8. Join Fetch and Duplicate Roots

When fetching a collection:

List<EnforcementCase> cases = em.createQuery("""
    select c
    from EnforcementCase c
    left join fetch c.events
    where c.id = :id
    """, EnforcementCase.class)
    .setParameter("id", caseId)
    .getResultList();

SQL returns one row per (case, event) pair.

For one case with 10 events:

case_idevent_id
C1E1
C1E2
C1E3
......

Provider de-duplicates managed entity instances in persistence context, but Java result list semantics and SQL row count still matter.

Use distinct in JPQL when appropriate:

select distinct c
from EnforcementCase c
left join fetch c.events
where c.id = :id

Important nuance: JPQL distinct has object-level meaning.
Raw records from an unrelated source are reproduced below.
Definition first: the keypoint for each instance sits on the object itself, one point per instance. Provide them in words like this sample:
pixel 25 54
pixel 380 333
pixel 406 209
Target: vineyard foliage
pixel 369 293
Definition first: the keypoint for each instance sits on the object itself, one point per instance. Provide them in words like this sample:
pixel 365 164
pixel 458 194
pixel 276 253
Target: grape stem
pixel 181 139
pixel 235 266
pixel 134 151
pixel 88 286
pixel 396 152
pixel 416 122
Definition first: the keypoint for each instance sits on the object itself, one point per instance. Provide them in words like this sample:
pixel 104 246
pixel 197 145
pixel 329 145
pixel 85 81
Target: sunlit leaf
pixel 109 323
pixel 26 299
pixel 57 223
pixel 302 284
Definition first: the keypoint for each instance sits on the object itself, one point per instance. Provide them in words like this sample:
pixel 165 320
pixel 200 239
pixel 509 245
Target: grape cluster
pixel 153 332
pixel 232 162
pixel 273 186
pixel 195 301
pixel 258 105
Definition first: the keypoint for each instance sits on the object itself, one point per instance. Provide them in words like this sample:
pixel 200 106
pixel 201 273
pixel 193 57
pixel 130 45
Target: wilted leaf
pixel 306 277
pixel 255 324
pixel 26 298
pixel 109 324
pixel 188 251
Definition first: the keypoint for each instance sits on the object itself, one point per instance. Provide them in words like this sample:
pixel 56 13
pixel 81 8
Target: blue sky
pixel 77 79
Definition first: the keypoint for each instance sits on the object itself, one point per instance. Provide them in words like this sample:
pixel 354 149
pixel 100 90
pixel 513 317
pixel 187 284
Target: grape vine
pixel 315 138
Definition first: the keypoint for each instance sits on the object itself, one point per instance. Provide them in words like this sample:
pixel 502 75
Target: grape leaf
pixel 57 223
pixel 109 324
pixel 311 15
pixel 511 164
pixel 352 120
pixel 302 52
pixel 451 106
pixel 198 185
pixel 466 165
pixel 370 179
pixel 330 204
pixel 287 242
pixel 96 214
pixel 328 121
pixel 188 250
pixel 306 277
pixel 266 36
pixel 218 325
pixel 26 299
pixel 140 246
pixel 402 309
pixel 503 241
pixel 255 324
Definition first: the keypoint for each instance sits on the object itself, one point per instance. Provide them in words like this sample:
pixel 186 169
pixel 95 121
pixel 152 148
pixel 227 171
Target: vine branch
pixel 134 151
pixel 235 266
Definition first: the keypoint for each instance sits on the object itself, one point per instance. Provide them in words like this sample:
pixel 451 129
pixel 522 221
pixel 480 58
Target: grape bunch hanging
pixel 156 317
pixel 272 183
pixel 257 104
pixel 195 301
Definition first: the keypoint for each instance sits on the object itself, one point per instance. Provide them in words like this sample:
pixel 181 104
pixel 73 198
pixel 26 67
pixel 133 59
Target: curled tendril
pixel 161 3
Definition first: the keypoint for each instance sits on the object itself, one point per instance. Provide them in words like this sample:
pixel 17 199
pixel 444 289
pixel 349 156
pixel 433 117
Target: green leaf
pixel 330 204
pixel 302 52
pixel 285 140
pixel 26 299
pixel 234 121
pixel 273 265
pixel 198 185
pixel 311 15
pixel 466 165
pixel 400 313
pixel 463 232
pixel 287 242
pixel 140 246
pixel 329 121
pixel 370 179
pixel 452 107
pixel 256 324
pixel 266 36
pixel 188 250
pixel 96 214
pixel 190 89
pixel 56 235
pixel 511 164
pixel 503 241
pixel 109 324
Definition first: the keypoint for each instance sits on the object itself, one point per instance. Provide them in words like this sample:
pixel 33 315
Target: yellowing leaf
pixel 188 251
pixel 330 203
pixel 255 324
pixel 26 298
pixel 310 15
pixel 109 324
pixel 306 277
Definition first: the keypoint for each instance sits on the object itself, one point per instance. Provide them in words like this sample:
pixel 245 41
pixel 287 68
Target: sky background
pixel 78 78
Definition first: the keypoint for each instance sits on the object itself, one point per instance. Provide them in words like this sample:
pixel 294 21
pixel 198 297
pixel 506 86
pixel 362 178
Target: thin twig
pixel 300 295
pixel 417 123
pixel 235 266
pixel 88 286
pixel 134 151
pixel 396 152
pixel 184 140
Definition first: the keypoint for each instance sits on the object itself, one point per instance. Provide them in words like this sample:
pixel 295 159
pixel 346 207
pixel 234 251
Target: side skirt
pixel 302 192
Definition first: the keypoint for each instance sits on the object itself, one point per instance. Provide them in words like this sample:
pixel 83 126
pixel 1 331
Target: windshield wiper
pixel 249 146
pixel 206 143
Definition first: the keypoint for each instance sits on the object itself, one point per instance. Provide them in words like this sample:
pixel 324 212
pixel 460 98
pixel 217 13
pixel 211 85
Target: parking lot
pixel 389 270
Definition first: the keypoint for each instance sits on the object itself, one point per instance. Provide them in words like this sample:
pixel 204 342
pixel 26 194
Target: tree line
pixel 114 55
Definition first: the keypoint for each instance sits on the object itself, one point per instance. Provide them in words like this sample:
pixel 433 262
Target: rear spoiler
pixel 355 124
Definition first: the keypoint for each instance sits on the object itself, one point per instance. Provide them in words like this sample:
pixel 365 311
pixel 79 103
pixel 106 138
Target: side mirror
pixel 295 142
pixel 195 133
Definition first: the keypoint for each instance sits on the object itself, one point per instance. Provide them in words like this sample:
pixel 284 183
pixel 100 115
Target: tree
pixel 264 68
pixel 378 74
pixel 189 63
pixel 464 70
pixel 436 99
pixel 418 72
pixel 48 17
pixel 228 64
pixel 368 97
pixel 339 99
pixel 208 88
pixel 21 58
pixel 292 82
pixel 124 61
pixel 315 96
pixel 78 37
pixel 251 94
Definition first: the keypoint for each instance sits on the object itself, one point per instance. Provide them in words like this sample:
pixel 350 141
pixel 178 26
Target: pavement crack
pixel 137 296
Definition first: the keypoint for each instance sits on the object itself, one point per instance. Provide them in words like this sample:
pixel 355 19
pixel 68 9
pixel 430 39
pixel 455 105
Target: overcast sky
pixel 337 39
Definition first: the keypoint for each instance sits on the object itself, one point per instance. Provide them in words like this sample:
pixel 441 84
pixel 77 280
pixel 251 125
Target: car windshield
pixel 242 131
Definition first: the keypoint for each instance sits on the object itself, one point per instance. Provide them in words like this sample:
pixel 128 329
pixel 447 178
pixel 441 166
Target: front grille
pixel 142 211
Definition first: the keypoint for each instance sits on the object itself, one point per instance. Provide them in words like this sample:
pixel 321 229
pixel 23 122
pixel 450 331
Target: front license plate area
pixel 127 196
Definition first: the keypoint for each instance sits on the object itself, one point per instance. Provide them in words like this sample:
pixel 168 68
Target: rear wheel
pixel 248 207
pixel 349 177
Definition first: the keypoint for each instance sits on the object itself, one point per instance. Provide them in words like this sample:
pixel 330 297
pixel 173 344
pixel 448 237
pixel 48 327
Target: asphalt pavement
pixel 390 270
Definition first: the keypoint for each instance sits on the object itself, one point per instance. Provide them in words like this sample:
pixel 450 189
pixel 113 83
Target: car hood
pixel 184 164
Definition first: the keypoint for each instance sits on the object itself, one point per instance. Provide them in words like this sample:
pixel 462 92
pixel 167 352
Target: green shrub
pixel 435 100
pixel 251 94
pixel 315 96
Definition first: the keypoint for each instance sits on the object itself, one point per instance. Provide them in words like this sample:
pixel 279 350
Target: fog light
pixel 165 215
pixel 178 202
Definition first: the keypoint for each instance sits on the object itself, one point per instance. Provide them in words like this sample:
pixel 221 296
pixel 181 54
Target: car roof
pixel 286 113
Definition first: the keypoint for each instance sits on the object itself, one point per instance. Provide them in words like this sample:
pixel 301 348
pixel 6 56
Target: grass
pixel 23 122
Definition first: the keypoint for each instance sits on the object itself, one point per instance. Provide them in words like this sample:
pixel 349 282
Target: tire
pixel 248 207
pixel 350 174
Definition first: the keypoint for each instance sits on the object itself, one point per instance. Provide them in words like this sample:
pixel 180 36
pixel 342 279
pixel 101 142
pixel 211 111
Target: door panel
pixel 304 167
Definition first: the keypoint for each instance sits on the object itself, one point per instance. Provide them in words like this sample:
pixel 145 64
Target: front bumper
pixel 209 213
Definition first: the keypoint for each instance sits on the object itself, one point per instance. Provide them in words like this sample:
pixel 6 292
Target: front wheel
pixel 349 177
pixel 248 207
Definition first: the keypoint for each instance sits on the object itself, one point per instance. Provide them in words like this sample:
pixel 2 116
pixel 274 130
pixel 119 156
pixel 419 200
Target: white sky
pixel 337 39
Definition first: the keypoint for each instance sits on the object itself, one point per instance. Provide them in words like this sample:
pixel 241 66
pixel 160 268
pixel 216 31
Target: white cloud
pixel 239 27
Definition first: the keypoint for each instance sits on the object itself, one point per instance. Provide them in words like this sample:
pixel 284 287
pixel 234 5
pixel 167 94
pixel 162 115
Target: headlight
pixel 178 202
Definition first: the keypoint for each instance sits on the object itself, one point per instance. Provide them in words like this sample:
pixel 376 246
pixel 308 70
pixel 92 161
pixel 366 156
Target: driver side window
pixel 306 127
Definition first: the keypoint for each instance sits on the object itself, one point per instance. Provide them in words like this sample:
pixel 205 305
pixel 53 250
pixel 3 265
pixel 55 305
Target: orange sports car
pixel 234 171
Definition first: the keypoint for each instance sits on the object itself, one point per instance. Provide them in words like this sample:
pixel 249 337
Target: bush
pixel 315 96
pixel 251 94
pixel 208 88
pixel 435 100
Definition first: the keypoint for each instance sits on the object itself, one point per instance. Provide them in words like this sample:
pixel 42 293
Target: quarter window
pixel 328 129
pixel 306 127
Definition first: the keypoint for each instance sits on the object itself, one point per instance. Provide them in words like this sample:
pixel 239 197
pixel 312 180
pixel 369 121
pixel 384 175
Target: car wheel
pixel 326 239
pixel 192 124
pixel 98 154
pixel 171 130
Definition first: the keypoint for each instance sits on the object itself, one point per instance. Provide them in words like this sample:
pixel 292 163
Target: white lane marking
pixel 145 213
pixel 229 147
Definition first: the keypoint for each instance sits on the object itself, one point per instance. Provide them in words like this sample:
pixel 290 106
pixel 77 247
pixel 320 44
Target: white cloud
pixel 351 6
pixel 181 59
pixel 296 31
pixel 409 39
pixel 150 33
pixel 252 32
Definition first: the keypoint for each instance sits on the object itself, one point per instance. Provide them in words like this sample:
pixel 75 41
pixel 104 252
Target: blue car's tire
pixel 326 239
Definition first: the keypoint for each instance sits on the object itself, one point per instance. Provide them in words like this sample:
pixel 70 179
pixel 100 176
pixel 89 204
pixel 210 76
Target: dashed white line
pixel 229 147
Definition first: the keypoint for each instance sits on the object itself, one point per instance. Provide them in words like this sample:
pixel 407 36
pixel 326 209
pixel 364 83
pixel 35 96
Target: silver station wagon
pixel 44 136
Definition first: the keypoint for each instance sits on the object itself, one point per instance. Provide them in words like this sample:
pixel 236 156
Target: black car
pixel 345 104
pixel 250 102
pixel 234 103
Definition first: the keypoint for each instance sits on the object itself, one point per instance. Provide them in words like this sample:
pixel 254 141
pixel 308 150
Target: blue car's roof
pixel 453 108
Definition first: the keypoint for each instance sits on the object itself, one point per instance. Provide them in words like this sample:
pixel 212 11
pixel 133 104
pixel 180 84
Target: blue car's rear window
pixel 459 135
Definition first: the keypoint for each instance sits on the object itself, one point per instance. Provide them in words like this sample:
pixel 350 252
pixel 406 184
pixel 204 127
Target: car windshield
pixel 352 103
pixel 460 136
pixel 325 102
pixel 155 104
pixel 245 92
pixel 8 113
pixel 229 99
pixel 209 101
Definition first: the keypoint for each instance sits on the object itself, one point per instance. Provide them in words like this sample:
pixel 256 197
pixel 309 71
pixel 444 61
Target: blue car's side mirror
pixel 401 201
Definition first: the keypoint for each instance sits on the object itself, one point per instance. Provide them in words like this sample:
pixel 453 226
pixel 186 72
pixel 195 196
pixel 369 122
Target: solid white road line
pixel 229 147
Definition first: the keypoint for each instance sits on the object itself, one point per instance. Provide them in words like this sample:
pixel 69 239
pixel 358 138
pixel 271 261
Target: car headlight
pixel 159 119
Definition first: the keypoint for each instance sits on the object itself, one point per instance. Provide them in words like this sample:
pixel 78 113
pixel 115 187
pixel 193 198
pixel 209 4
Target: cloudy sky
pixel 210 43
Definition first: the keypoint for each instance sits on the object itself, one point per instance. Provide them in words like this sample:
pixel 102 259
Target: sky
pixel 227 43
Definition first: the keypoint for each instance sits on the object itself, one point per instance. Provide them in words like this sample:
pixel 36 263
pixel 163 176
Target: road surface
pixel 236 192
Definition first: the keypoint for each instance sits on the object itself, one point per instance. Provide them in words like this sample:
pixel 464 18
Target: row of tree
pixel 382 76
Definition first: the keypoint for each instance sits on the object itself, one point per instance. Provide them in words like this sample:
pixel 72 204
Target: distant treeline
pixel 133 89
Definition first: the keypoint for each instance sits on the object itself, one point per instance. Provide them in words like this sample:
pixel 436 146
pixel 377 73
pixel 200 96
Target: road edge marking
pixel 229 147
Provider may also push SQL distinct, which can be expensive with many columns. Know provider behavior and query plan.

9. The Pagination Trap

This is one of the most dangerous production pitfalls:

List<EnforcementCase> cases = em.createQuery("""
    select c
    from EnforcementCase c
    left join fetch c.events
    order by c.openedAt desc
    """, EnforcementCase.class)
    .setFirstResult(0)
    .setMaxResults(20)
    .getResultList();

Problem: SQL row pagination happens over joined rows, not logical parent entities.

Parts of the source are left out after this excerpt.